Interior of Briarcliff building

Inside one of the Briarcliff Campus cottages.

6. Becoming Briarcliff Campus

In the 1960s, Emory helped the state develop the Georgia Mental Health Institute (GMHI) on the grounds of the Candler Mansion off Briarcliff Road. For more than thirty years, GMHI filled a need for patients who couldn’t afford private care; but growing attention and education around mental health were starting to indicate that large institutions were not the best setting for the mentally ill. GMHI closed in 1997, and Emory bought the property the following year to house various programs. The somber, imposing exterior of the main building now belies the bright bustle of more than 14 departments and programs at work inside. The network of underground tunnels beneath the facility—once used to transport patients securely between its 17 buildings—remains a creepy curiosity, watched over by a longtime maintenance worker who attributes the strange sounds he hears occasionally to a ghost he has named “Horace.”

Historic photo of Mudville

Who would want to be mayor of Mudville?

8. Remembering Mudville

Before there was Longstreet Hall, there was Mudville. Now just a faded memory, when Mudville existed in 1946 it would have been hard to miss. Emory’s enrollment doubled after the Second World War, so to accommodate this grand influx of students, 100 used trailers, thirty-one homes, and three large wooden army barracks were shipped to the campus and set up as a makeshift housing area. During autumn especially, Mudville was cold, sparse, and unpleasantly . . . muddy.

Exterior of Miller-Ward Alumni House

12. A Home for Alumni

The stately Miller-Ward Alumni House, located on Houston Mill Road, is a major asset for the Emory Alumni Association and a burgeoning alumni community more than 120,000 strong. The $7 million, Tudor-style mansion opened in 2000 and serves as a distinguished setting for reunions, meetings, and special events. Seven rooms in the house are available for community use, including the Schley Library, which holds copies of hundreds of books by alumni authors, archives of Emory Magazine, and yearbooks dating to the 19th century.

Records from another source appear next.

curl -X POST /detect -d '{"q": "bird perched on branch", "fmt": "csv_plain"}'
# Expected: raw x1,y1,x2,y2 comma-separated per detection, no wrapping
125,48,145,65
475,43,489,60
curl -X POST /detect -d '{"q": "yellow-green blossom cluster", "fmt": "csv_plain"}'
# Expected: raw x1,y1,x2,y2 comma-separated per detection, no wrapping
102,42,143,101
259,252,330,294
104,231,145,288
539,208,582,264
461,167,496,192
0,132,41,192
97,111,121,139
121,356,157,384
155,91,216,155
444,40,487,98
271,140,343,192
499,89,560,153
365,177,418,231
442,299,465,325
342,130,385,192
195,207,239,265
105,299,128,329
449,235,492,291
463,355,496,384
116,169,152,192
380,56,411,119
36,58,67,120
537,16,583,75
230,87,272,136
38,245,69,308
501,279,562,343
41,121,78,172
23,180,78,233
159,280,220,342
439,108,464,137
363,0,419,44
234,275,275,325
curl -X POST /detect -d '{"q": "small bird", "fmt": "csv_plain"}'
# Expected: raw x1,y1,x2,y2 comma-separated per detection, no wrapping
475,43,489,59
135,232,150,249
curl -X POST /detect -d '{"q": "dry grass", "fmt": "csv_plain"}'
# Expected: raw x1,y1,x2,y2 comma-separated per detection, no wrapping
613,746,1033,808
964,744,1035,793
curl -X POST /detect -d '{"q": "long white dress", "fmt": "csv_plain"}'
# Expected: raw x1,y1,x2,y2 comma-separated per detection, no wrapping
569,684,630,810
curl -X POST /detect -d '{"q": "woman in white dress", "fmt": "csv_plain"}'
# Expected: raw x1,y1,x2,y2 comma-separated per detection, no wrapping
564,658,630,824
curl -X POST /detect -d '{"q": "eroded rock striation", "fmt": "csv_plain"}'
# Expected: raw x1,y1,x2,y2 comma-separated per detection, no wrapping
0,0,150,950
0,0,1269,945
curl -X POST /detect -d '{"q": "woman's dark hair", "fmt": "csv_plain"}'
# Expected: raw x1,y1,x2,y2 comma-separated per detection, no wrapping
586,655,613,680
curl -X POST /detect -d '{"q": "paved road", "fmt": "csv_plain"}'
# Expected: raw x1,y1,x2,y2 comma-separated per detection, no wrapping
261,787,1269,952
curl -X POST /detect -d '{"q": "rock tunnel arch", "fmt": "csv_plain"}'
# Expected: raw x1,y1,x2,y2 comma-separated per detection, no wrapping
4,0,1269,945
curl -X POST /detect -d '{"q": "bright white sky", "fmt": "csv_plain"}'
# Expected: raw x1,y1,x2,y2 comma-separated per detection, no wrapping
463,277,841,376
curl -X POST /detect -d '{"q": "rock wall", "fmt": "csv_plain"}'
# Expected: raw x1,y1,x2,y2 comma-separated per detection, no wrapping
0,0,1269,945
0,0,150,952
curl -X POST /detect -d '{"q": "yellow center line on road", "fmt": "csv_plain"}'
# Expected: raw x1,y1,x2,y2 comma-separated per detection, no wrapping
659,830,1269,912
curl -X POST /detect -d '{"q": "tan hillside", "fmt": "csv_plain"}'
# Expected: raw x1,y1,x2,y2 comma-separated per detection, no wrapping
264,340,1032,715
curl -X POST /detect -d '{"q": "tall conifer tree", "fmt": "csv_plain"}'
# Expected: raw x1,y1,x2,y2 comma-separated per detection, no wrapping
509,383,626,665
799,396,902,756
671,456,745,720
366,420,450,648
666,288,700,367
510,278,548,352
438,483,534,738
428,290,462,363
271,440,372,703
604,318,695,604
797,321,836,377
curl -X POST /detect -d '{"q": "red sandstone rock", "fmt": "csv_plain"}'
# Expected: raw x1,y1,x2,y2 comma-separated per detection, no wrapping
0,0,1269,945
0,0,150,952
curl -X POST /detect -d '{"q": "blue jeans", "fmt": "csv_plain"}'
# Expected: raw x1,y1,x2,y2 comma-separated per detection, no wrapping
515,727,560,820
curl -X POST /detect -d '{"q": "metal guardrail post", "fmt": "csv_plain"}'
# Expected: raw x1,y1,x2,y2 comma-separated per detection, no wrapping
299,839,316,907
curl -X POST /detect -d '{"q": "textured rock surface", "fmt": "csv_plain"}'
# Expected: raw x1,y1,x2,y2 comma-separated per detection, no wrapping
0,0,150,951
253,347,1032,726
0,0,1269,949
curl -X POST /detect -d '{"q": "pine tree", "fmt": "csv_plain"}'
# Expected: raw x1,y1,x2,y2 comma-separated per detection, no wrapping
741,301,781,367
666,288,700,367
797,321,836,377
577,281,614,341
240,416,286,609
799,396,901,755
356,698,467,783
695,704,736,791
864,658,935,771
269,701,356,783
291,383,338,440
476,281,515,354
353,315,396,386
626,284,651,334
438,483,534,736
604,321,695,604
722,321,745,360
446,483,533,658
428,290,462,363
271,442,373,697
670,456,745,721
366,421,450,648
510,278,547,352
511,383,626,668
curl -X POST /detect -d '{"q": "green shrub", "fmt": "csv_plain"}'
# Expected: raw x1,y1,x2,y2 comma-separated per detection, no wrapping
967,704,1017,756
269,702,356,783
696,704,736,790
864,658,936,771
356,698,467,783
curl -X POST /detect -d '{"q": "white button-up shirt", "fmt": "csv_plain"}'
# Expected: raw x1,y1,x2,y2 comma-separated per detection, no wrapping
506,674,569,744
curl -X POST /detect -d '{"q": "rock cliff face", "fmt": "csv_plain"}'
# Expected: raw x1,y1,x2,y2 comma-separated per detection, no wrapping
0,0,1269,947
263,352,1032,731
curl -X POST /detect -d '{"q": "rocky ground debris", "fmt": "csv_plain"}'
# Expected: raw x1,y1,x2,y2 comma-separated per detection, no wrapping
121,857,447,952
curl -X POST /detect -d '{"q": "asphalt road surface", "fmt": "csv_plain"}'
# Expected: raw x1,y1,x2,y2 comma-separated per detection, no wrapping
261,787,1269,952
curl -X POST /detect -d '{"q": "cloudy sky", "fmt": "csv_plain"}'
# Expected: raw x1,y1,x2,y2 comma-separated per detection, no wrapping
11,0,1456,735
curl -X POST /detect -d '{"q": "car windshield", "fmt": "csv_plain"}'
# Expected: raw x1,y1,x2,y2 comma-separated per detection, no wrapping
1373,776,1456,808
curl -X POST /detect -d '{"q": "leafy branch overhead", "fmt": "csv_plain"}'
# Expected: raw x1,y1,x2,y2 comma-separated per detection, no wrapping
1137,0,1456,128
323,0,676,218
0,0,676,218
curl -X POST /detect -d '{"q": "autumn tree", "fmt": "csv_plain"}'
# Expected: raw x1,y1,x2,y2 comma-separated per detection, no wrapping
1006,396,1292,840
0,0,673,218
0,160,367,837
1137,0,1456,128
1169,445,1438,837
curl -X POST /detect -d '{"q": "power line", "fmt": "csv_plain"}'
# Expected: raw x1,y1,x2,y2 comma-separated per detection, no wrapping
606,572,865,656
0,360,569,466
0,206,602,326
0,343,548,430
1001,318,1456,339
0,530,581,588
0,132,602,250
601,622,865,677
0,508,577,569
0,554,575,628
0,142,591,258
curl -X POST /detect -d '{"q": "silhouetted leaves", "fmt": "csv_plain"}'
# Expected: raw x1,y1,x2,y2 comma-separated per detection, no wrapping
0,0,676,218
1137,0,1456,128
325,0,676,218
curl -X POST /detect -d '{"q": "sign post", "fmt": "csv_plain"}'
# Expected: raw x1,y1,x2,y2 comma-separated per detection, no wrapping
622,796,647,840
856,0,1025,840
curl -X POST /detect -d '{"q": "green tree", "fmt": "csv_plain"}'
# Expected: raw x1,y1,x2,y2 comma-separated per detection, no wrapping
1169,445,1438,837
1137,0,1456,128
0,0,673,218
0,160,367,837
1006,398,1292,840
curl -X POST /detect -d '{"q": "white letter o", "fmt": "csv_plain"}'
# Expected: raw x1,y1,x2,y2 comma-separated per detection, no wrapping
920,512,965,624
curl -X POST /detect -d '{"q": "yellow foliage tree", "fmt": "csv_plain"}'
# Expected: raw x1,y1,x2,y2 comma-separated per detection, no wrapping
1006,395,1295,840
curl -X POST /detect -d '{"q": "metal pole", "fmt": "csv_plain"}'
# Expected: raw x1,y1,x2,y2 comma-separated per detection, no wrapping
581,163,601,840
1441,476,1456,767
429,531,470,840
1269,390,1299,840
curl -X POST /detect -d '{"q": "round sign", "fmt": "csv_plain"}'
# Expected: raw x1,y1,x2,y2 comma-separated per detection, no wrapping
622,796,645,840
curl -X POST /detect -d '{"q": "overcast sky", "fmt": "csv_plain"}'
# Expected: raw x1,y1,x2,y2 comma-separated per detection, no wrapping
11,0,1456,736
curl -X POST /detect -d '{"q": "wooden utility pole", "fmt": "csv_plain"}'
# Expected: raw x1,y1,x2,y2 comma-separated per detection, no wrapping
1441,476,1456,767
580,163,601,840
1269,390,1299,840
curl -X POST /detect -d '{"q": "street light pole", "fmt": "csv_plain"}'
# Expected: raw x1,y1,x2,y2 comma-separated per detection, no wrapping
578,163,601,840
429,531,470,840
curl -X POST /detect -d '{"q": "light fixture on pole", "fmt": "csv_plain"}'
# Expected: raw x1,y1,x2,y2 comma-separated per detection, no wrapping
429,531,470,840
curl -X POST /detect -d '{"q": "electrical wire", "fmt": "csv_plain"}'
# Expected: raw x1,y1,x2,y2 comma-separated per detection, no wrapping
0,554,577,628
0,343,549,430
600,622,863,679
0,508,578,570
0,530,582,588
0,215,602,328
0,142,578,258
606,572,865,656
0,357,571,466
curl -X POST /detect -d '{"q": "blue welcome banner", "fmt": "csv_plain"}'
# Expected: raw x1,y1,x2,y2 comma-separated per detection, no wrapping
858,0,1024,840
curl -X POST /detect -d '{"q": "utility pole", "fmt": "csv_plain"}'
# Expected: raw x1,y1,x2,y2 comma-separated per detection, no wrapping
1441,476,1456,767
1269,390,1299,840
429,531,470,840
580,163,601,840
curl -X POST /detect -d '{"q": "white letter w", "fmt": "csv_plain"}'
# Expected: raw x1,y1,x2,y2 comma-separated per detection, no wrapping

Historic photo of the Depot

The Depot, circa 1945

20. End of the Line

Emory, Georgia, used to be the official name of the train station located at the present-day campus eatery Dooley’s Den at the Depot. Until 1969, when passenger service from the depot ceased, one could travel from the small station to bustling New York City without switching trains. The station was the setting for a story by Flannery O’ Connor.